Many folks buy organic to avoid exposure to harmful levels of pesticides. Bad idea: Yes, nonorganic fruits and vegetables had more pesticide residue, but more than 99 percent of the time the levels are below the permissible, very conservative safety limits set by regulators.

Ironically, the designation “organic” is itself a synthetic bureaucratic construct that makes little sense. It prohibits the use of synthetic chemical pesticides — except for a long list of exceptions detailed in the Organic Foods Production Act.

I have always known that paying twice as much for organic food was stupid, but h, it’s your choice if you feel it is a good deal. If you still want to keep at it, be my guest. Unlike the vultures that want to ban the food I don’t mind eating for whatever reason, I am not going to stop anyone that is willing to pay twice as much for the illusion of something better. Enjoy it. Don’t mind my chuckling though.

Sitting in the Tall Cotton

Well, this is a start:

A House committee voted to cut off crop subsidies to growers with more than $250,000 a year in adjusted gross income on Tuesday — a dramatic tightening of the farm safety net.

The Appropriations Committee also voted to make cotton growers effectively pay for the $147 million a year U.S. payment to Brazil, the victor in a trade dispute over American cotton supports.

“It’s a great sign Congress is ready to end these subsidies,” said Jeff Flake, Arizona Republican and sponsor of the cuts. Both were adopted by voice vote. Only one dissenting vote was heard on the vote for a lower eligibility cap.

But of background. A number of years ago, to a thunderous “duh”, the WHO found that our subsidies to farmers were distorting trade markets and hurting farmers in other countries. The Obama Administration decided the best way to prevent a trade war with Brazil was not to cut cotton subsidies in this country but to subsidize Brazilian farmers too. It seems that Congress has figured out that this is monumentally stupid.

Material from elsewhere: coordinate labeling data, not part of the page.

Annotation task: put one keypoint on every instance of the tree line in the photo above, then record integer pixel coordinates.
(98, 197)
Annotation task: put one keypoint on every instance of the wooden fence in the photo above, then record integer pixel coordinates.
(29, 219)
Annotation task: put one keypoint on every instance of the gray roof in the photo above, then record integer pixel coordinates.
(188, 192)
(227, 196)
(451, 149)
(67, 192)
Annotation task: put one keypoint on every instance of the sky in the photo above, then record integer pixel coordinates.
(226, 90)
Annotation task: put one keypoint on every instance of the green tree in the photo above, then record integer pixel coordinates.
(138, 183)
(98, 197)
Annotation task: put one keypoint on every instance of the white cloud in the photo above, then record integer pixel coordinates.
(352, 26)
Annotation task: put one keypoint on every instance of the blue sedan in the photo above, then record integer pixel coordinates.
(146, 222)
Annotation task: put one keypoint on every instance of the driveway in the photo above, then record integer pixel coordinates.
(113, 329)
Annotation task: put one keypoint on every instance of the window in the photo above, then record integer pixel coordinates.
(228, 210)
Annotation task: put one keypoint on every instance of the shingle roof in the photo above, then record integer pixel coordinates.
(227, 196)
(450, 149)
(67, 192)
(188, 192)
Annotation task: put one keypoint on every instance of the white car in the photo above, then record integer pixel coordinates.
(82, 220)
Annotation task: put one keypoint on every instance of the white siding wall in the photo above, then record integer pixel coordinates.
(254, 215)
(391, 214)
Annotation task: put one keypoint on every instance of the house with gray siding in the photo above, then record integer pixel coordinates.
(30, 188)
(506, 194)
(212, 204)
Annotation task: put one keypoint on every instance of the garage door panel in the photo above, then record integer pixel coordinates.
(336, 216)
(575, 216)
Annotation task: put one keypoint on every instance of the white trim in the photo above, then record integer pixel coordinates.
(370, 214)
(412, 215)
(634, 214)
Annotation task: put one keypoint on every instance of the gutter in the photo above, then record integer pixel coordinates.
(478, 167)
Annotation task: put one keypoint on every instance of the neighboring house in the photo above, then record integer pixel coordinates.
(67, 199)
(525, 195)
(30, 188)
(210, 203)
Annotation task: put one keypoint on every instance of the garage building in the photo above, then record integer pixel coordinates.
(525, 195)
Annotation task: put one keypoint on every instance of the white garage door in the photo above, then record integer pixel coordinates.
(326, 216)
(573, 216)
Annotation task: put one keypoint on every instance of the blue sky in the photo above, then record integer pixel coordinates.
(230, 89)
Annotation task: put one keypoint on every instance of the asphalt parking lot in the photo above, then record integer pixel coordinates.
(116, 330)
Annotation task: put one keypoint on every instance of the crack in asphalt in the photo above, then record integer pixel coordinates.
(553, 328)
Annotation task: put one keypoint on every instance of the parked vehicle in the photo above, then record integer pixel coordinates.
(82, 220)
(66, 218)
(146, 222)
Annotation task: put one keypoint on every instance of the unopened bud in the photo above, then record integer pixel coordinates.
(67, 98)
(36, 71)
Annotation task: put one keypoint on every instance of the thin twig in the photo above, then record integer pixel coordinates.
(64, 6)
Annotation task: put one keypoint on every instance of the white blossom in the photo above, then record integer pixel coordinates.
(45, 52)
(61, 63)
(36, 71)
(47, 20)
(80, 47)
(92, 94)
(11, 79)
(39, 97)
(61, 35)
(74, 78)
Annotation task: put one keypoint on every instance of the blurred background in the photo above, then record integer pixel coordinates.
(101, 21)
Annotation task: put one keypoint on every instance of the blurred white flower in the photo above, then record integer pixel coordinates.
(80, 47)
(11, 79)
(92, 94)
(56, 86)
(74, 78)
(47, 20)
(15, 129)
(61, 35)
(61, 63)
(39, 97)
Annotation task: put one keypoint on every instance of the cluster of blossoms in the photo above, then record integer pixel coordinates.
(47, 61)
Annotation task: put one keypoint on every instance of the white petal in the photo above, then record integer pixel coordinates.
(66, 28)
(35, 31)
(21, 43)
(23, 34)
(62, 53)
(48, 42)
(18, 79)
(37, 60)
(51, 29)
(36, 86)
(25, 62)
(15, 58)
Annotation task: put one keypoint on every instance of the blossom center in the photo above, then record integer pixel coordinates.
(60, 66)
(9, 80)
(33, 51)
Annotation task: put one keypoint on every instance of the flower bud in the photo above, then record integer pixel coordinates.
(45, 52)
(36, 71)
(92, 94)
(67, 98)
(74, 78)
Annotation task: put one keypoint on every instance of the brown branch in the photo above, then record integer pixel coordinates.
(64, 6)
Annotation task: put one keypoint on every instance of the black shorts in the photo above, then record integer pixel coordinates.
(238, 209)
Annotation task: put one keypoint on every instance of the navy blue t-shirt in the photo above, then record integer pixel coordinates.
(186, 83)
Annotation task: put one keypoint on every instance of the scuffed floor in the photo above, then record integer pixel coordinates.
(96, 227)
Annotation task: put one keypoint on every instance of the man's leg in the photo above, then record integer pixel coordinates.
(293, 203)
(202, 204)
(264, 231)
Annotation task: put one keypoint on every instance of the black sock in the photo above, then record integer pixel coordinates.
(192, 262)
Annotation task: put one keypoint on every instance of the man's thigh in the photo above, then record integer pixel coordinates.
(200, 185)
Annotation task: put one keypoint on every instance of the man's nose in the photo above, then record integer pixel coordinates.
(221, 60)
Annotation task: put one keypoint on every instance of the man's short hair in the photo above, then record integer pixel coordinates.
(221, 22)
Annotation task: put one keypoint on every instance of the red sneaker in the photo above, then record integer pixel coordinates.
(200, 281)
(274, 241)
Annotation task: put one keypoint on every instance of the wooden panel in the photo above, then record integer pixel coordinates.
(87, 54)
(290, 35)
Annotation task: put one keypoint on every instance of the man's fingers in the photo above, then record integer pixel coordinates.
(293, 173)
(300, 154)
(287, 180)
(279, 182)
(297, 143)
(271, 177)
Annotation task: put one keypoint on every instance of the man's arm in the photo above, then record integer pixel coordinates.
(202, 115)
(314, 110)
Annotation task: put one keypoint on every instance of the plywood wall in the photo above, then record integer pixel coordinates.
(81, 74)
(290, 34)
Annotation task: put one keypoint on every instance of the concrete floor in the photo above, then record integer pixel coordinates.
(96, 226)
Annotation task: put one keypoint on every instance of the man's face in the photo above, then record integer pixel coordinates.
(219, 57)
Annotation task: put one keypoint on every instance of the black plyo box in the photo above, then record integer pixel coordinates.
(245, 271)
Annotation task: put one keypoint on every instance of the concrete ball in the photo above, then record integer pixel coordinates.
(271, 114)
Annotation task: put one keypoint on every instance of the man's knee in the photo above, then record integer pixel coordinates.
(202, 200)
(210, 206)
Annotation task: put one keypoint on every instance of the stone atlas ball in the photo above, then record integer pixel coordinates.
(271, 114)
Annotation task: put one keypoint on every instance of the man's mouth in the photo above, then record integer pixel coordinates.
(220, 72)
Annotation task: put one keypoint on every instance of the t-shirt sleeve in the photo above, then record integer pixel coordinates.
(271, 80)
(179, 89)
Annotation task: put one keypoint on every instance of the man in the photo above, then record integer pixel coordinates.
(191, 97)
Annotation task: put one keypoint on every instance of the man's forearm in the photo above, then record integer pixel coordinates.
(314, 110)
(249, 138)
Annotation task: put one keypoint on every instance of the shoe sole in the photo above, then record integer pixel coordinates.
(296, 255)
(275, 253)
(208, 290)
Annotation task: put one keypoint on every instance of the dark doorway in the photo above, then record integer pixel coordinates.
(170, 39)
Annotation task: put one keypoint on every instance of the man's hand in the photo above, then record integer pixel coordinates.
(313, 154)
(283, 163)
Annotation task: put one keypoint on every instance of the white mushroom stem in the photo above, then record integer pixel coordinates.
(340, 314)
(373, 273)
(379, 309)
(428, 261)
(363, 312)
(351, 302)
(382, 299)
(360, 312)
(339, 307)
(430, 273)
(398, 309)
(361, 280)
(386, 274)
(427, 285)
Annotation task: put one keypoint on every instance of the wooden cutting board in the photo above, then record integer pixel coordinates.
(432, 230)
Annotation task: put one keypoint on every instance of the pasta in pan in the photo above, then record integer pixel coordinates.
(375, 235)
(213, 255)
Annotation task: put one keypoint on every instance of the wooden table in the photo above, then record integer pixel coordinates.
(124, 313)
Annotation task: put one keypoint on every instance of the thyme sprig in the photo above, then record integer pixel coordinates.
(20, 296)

The higher limit on farm subsidies is also good and Obama really can’t oppose it since he called for the exact same thing. To be honest, I’d prefer not to have such hard cutoffs. The big agri-businesses will probably find ways around them anyway. I’d prefer to massively shrink the Department of Agriculture, eliminate all of the subsidy/price-support programs and replace them with a single program that helps struggling farmers on a case-by-case basis in times of drought or market glut. Such a program would be much closer to an insurance program than an outright subsidy and eliminate a huge number of ongoing trade disputes.

First ethanol, now subsidies. The Republicans are showing a little bit of spine when it comes to farm interests. No a lot, but a vertebra or two. At this rate, they might be able to stand up to the senior lobby within a few decades.